Un nuevo análisis científico revisa los avances recientes sobre el síndrome de ovario poliquístico, ahora denominado síndrome metabólico poliendocrino ovárico (PMOS). Este cambio de nomenclatura refleja una comprensión más profunda: el PMOS no es solo un trastorno reproductivo, sino una enfermedad endocrina y metabólica de por vida que afecta a entre el 10% y el 13% de las mujeres en edad reproductiva.

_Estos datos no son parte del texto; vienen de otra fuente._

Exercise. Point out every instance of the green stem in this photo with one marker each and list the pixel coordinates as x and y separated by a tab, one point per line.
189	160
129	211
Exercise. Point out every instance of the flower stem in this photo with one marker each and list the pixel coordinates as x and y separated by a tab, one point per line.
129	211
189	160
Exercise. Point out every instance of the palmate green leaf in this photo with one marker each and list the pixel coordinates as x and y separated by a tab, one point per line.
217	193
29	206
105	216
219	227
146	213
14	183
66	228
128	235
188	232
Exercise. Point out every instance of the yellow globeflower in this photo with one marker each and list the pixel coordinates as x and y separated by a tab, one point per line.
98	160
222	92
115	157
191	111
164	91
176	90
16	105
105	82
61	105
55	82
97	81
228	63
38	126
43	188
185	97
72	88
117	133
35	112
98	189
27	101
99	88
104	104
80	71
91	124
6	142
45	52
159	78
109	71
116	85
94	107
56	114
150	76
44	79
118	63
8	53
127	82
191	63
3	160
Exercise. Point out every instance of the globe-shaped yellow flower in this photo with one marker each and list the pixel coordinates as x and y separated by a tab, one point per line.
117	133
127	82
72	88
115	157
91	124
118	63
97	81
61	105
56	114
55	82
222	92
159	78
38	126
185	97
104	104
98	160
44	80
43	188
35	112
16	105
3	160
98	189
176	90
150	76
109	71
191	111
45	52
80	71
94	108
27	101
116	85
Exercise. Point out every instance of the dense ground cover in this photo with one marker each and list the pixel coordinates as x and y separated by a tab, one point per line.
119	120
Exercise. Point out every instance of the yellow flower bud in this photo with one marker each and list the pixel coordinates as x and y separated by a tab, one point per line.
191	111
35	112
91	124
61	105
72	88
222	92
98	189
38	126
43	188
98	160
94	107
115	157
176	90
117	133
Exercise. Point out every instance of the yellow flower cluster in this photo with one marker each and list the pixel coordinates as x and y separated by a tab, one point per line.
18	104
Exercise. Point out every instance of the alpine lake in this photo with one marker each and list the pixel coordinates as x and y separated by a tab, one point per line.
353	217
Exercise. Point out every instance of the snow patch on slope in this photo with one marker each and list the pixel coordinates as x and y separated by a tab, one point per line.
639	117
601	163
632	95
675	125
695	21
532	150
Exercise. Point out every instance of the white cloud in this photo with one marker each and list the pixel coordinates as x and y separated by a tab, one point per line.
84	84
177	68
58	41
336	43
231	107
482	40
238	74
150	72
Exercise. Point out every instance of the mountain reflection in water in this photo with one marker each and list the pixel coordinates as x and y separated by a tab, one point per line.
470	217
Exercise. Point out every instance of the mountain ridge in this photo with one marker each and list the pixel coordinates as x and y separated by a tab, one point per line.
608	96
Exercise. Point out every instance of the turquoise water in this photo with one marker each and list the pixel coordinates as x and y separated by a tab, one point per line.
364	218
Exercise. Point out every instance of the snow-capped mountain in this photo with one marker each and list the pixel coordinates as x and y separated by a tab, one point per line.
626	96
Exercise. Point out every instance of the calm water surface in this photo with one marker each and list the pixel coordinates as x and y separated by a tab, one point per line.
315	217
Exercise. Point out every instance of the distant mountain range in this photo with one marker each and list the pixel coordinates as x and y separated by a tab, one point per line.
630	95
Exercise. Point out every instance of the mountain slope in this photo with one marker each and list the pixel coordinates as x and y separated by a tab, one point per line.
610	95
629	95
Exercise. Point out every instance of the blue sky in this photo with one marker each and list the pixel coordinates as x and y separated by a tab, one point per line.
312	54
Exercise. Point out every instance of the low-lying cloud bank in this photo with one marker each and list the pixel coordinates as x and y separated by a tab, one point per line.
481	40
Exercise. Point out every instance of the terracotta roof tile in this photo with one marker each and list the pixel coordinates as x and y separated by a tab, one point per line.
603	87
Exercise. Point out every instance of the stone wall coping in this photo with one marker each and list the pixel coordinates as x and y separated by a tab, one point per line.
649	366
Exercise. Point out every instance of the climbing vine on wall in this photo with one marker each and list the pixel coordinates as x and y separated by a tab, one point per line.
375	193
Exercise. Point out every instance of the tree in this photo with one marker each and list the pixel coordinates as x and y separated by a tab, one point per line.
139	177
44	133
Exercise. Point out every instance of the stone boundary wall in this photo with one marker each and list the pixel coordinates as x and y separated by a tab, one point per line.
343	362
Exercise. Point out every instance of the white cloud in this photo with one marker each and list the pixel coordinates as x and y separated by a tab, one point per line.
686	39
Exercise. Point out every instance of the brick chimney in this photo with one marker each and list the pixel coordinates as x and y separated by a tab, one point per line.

La investigación subraya que la resistencia a la insulina es el mecanismo central que vincula los problemas metabólicos con la disfunción reproductiva, afectando al 75% de las mujeres delgadas y al 95% de las mujeres con sobrepeso diagnosticadas. Los estudios epidemiológicos recientes han encontrado hallazgos relevantes: las mujeres con PMOS tienen casi 3 veces más riesgo de desarrollar diabetes tipo 2 y un riesgo elevado de eventos cardiovasculares adversos graves, siendo esta divergencia más evidente a partir de los 35 años.
Estos resultados tienen implicaciones clínicas importantes: reconocer el PMOS como indicador temprano de enfermedad cardiometabólica abre la puerta a un diagnóstico más precoz, estrategias de prevención y un cuidado personalizado a lo largo de toda la vida de la mujer, más allá de solo tratar los síntomas reproductivos.